The solutions obtained are \( t = -1 \) and \( t = 3 \).
Since the question specifies \( t > 0 \), the valid solution is:
\(
t = 3
\)
(c) Distance required = \(\frac{|v\times \underset{PA}{\rightarrow}|}{|v|}\)

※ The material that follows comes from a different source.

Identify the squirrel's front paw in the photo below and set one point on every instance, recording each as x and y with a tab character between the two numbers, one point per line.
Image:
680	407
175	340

Shortest distance is \(\sqrt{54}\)
(d) To solve for the normal vector to the plane \( \pi \) that contains lines \( L_1 \) and \( L_2 \), we must first understand that the normal vector is perpendicular to both direction vectors of \( L_1 \) and \( L_2 \).
The direction vector of \( L_1 \) is given as:
\(
\begin{pmatrix}
1 \\
1 \\
0
\end{pmatrix}
\)
and to find the direction vector for \( L_2 \), we can use the vector \( \overrightarrow{PA} \), where \( P \) is the point of intersection and \( A \) is a point on \( L_1 \), given by:
\(
\overrightarrow{PA} =
\begin{pmatrix}
2t \\
0 \\
3 + t
\end{pmatrix}
\)
The vector product (cross product) of these two vectors will give us the normal vector to the plane.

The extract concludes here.